Nevertheless, Conan Doyle left Southsea with his coattails flying, determined that he should witness this breaking story firsthand. On the way, he passed through London and called on the influential newspaperman W. T. Stead, then the editor of the Review of Reviews. Stead, Conan Doyle reported, was “very amiable to this big unknown provincial doctor,” and commissioned an article on Koch’s cure.
Conan Doyle arrived in Berlin and found himself unable to get tickets for any of Koch’s demonstrations. Undaunted, he went to the home of Koch himself, but got no farther than the doctor’s front hall. There, he watched as a postal worker dumped out a huge sack of letters onto the floor of Koch’s reception area.
As he ran his eye over the letters, which bore stamps from all over Europe, Conan Doyle felt a sense of shock over “all the sad broken lives and wearied hearts which were turning in hope to Berlin.” He knew that hundreds of stricken consumptives were struggling to reach Germany for the miracle cure, many of them so ill that they died en route. It seemed to him, given that Koch’s findings had not yet been verified, that a “wave of madness had seized the world.”
Having failed to get a ticket for one of the demonstrations, Conan Doyle had to satisfy himself with a set of lecture notes. These convinced him that the extravagant claims for Koch’s new treatment were premature. In his view, countless victims of tuberculosis were clinging to a vain hope. He returned to his hotel and dashed off a letter to the Daily Telegraph. While praising the “noble modesty” of Koch himself, who remained at work in his laboratory while others demonstrated his technique, Conan Doyle attacked the Berlin findings as incomplete and inconclusive. “The sooner that this is recognized the less chance will there be of serious disappointment among those who are looking to Berlin for a panacea for their own or their friends’ ill-health,” he wrote. He amplified the point in his article for the Review of Reviews: “It would be an encouraging of false hopes to pretend that the result is in any way assured.”
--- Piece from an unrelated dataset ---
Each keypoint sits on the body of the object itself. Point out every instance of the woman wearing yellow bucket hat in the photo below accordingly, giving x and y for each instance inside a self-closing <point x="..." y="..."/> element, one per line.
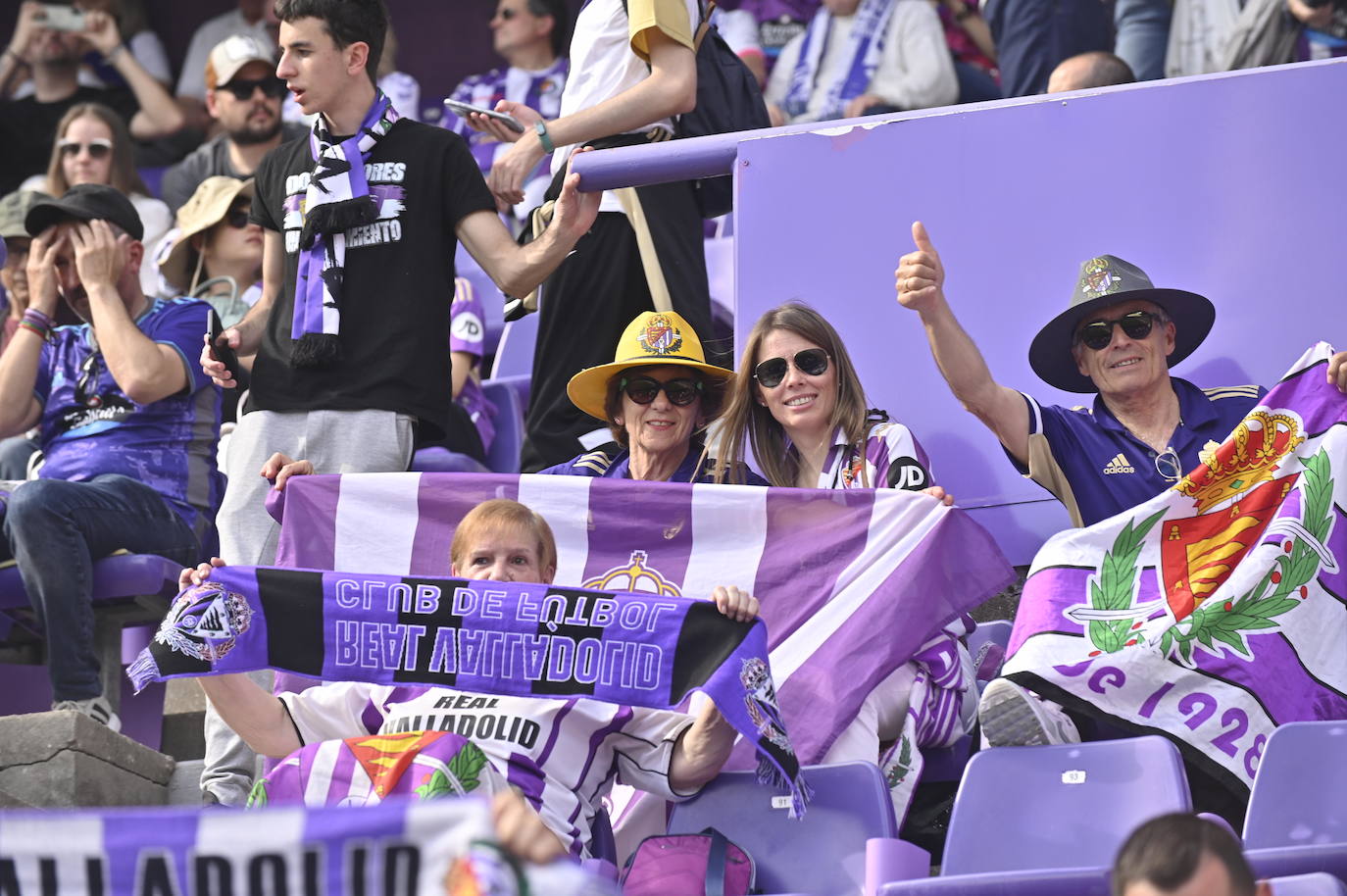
<point x="656" y="396"/>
One may well question the authority by which Conan Doyle could make such a pronouncement. He was an unknown doctor with little experience of tuberculosis, and he had not even seen an official demonstration of the technique. Under the circumstances, he had little to gain in swimming against the tide of medical opinion. It pained him, however, to think of all the cases of suffering represented by that enormous sack of letters, and he felt a duty to express his reservations in the most public forum available to him. As it happened, subsequent events confirmed his doubts about Koch’s findings, and Conan Doyle took great pride in the fact that his warnings had been justified. This was the first time he had taken up what might be called a public crusade, and he developed a taste for it.